Palladium Books Press Release
ICv2 - Palladium Goes Public with 'Crisis of Treachery'
Palladium Books - Wikipedia, the free encyclopedia

This is low-key in comparison.

Cheers!


----------



## Truth Seeker (Mar 17, 2010)

Hmmm, I did report the comeback, but yeah...it didn't really catch me.


MerricB said:


> It was in 2006.
> 
> Palladium Books Press Release
> ICv2 - Palladium Goes Public with 'Crisis of Treachery'
> ...


----------



## Mustrum_Ridcully (Mar 17, 2010)

MerricB said:


> That's a nice announcement.
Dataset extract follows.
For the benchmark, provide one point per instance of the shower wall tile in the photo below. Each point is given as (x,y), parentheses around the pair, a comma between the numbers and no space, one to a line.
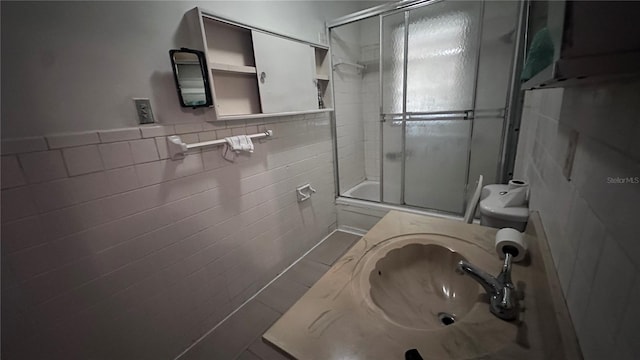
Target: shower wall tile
(95,257)
(590,220)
It leaves me feeling hopeful.
> 
> Of course, it might just be nicely judged spin, but I prefer feeling hopeful.
> 
> Cheers!



But I was promised we could panick after the official announcement? 
	

	
	
		
		

		
			





I feel betrayed. 
	

	
	
		
		

		
		
	


	




Sounds not so bad...


----------



## jaerdaph (Mar 17, 2010)

Sounds like somebody got caught with their hand in the cookie jar, and then put the cookie back...

Whoopsies - my bad!


----------



## Truth Seeker (Mar 17, 2010)

"Greed is (not) good"

The movie--Wall Street.



jaerdaph said:


> Sounds like somebody got caught with their hand in the cookie jar, and then put the cookie back...
> 
> Whoopsies - my bad!


----------



## jaerdaph (Mar 17, 2010)

Truth Seeker said:


> "Greed is (not) good"
> 
> The movie--Wall Street.




"I'm sorry (that I got caught)!"


----------



## Saint_Meerkat (Mar 17, 2010)

MerricB said:


> Compare to Palladium's "Crisis of Treachery" hysteria...
> 
> Cheers!




DARN! You beat me to it!

I was going to say "Compare AND CONTRAST to Palladiums' "Crisis Of Treachery" hysteria..."

Well played, Merric.

EDIT: I was playing Shadowrun at a local gamestore last night when I heard this.

I had recently announced to my friends that I thought Catalyst was the up and coming game company. And, but for...you know.

I also announced to my friends that CNN (Chicken Noodle News) would be a flop, USA Today was too dumbed down to interest anyone, and that no one would ever forego an instantaneous command line internet interface to sit around waiting for pictures to download just so they could click on them.


----------



## Treebore (Mar 17, 2010)

I too prefer to be hopeful, I am definitely one of the people who have enjoyed what they have been doing.


----------



## Hunter In Darkness (Mar 17, 2010)

Yeah I hope this works out they have done an awesome job, and they put out great products


----------



## Nyarlathotep (Mar 17, 2010)

So is there a list yet of who all left (in terms of staff writers/contractors)? Not the management but actual writers?


----------



## Thanee (Mar 17, 2010)

jaerdaph said:


> Sounds like somebody got caught with their hand in the cookie jar, and then put the cookie back...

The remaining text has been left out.